By Candace Nall, MD, Physician, Emergency Medicine
When I reflect on what Juneteenth represents to me personally, it elicits a sense of pride. As I celebrate this day, I am mindful that each generation of Black women in my family have experienced the same healthcare system inequalities. Despite our change in income and privilege, we all at some point in our lives have fallen victim to the same healthcare disparities, bias and inequality. It is this knowledge that fuels my passion and desire to create better quality of care for my patients. Even when the fight seems lost, I charge forward hoping to improve the system for the next generation.
Generations of Strong Women
I am told that my great grandmother never received any formal education. She lived a hard life in Mississippi, like many Black women did in Jim Crow South. My grandmother faired a little better but never attended high school. She raised her children as a woman with an 8th grade education, sheer will and determination on meager earnings. As a child I remember her sharing stories of picking cotton with her mother on a farm.
My mother, the oldest of five, was the first to attend college. She embraced the emergence of new opportunities in the 1960s and 1970s, viewing education as a pathway to a better life than her humble beginnings. She defied her critics, alternating school for a year and working for a year until a friend told her of financial aid opportunities. She valued education, and it was her weapon of choice against poverty. She fought hard for her independence long before being an independent woman was popular. My mother’s primary goal was to ensure my sister and I became independent women that could weather any storm. She valued education and instilled that value by example. In part due to her efforts, my sister and I became successful in our own right. In the span of four generations, the family line of a poor Black woman from Mississippi growing up in Jim Crow South had produced a doctor and a lawyer.
The Fight to End Healthcare Disparities
From the outside looking in, as a family, we did everything right. In producing a lawyer and doctor, my family elevated its socioeconomic status in a way that many in my community aspire to do. We had achieved what many would define as the American dream with intergenerational ascension and achievement but still face disparities in healthcare like many other black people disproportionately face. It is this knowledge that fuels my desire to provide quality care for every patient.

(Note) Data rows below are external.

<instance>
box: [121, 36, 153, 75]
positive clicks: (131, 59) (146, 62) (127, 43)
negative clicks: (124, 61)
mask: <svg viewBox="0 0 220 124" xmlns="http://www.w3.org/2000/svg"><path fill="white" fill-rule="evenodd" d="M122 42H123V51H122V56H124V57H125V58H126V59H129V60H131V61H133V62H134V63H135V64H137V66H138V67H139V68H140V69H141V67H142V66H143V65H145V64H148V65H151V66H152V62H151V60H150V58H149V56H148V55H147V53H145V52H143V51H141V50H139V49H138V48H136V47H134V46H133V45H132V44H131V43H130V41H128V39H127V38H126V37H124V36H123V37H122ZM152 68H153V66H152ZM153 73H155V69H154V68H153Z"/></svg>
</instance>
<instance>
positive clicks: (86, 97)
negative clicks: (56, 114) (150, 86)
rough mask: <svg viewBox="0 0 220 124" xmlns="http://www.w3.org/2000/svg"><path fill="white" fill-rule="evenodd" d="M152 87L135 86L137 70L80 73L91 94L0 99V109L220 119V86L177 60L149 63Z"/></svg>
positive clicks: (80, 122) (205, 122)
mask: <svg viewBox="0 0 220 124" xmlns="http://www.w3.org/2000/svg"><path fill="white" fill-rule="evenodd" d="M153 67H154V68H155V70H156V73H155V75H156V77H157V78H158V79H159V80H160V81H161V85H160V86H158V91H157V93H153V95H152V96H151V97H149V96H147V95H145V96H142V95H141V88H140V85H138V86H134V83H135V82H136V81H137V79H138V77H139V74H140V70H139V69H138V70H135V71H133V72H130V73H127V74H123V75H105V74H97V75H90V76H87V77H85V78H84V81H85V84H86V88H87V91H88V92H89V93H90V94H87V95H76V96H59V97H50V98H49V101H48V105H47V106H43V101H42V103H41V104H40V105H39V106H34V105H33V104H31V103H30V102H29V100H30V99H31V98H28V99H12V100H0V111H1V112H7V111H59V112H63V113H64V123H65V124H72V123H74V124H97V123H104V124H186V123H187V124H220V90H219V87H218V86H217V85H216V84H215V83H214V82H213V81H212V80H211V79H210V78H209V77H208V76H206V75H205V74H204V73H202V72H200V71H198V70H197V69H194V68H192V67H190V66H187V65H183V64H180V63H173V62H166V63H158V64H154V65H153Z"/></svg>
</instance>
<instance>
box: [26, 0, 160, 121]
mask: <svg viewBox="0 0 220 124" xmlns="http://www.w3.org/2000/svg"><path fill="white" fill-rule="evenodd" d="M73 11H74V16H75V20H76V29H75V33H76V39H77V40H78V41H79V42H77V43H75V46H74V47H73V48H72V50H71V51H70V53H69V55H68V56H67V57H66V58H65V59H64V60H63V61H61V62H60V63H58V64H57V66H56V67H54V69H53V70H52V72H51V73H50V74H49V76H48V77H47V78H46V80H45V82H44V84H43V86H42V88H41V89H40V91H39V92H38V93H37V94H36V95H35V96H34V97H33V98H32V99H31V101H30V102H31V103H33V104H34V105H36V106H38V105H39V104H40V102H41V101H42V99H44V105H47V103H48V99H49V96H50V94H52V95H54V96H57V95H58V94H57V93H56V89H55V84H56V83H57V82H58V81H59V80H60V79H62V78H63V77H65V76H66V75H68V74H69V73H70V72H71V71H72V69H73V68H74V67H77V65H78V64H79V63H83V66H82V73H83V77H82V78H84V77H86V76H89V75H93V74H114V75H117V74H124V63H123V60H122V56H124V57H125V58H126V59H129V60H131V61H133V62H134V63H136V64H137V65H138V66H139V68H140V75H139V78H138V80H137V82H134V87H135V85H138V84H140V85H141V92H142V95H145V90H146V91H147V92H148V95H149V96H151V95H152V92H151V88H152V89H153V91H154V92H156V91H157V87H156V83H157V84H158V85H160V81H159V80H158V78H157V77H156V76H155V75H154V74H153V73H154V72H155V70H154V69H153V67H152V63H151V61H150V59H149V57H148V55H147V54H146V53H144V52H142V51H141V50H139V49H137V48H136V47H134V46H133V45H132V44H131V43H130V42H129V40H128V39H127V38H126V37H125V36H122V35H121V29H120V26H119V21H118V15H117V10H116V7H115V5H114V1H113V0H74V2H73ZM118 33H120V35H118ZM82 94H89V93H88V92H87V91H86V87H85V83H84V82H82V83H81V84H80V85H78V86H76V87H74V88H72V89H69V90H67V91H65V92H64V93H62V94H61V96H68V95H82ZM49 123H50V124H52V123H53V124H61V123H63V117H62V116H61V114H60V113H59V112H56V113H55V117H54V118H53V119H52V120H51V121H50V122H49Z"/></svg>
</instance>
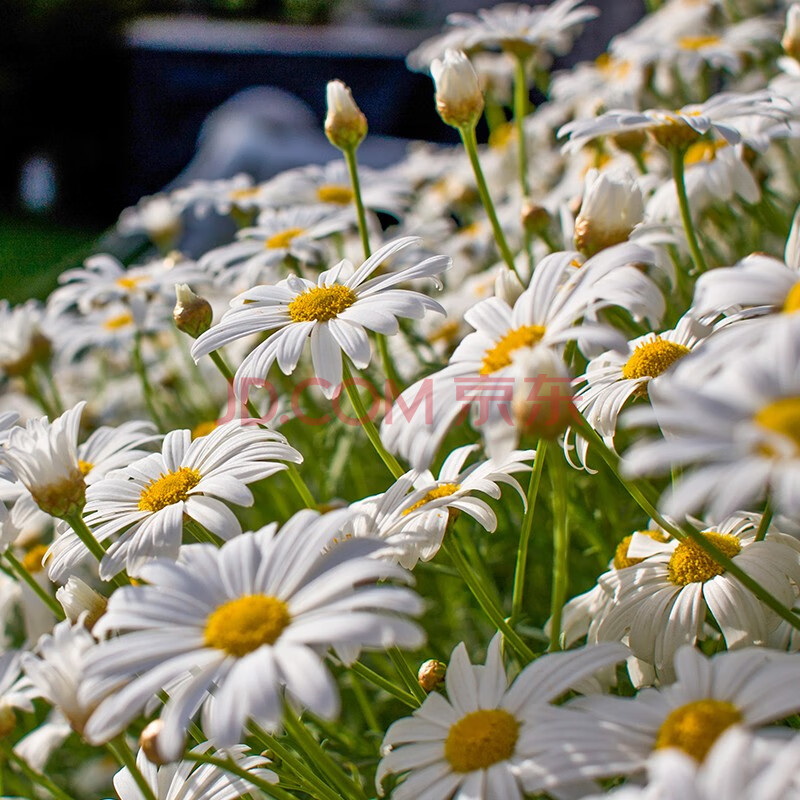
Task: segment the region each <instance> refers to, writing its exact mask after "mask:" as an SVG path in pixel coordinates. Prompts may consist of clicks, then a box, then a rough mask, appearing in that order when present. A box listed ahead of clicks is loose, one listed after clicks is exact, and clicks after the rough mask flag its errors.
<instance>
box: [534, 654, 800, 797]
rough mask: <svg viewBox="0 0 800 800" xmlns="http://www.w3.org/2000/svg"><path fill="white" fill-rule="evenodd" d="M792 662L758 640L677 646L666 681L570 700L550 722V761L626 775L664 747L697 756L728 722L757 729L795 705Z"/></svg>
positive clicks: (576, 772) (565, 776)
mask: <svg viewBox="0 0 800 800" xmlns="http://www.w3.org/2000/svg"><path fill="white" fill-rule="evenodd" d="M798 663H800V656H798V655H789V654H787V653H778V652H776V651H774V650H766V649H765V648H762V647H749V648H746V649H745V650H737V651H734V652H723V653H717V654H716V655H714V656H712V657H711V658H707V657H706V656H704V655H703V654H702V653H700V652H699V651H698V650H695V649H693V648H691V647H688V646H685V647H682V648H681V649H680V650H679V651H678V653H677V654H676V657H675V669H676V673H677V676H678V677H677V680H676V681H675V683H672V684H670V685H669V686H665V687H663V688H660V689H644V690H642V691H640V692H639V693H638V694H637V695H636V696H635V697H614V696H601V695H596V696H589V697H581V698H577V699H576V700H573V701H570V702H569V703H568V704H567V706H566V707H565V708H564V710H563V713H562V715H561V717H560V718H559V721H558V722H557V723H555V724H554V725H552V726H551V730H550V733H551V735H552V737H553V740H554V741H558V742H560V743H562V744H561V745H560V747H559V749H560V751H561V755H560V764H558V762H557V761H556V759H555V758H554V759H553V760H552V762H551V767H552V769H553V771H554V773H555V774H557V775H559V776H561V777H562V778H564V779H566V778H572V779H573V780H574V779H577V778H580V777H583V778H602V777H611V776H616V775H631V774H636V773H639V772H641V771H642V770H644V768H645V766H646V765H647V764H648V762H649V760H650V759H651V758H652V757H653V756H654V755H656V754H658V753H659V752H660V751H662V750H664V749H666V748H676V749H678V750H682V751H683V752H684V753H685V754H686V755H688V756H690V757H691V758H692V759H694V760H695V761H696V762H703V761H704V760H705V758H706V755H707V754H708V752H709V751H710V750H711V748H712V747H713V746H714V744H715V742H716V741H717V740H718V739H719V737H720V736H721V734H722V733H723V732H724V731H726V730H727V729H728V728H730V727H732V726H734V725H742V726H744V727H746V728H748V729H751V730H757V731H763V730H764V728H763V727H762V726H764V725H766V724H767V723H770V722H774V721H777V720H780V719H783V718H784V717H787V716H789V715H790V714H792V713H795V712H797V710H798V709H800V699H798V698H800V691H798V690H800V670H799V669H798ZM768 730H773V731H774V730H775V729H768ZM717 796H719V795H717Z"/></svg>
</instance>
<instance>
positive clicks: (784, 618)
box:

On this day of freedom for my community, I am grateful to be in a position to advocate for the marginalized, serve my community and work to eliminate the impact of bias in creating health disparities. My focus is to bring awareness to the inequalities of our healthcare system and mentor the next generation.
Reflecting on Juneteenth 2022
As a TeamHealth physician, I am proud of the steps my organization has taken to address health disparities, and I look forward to the opportunity to do more. As we celebrate Juneteenth, I call on all of my fellow physicians to take a moment to reflect on how they can continue to further our progress.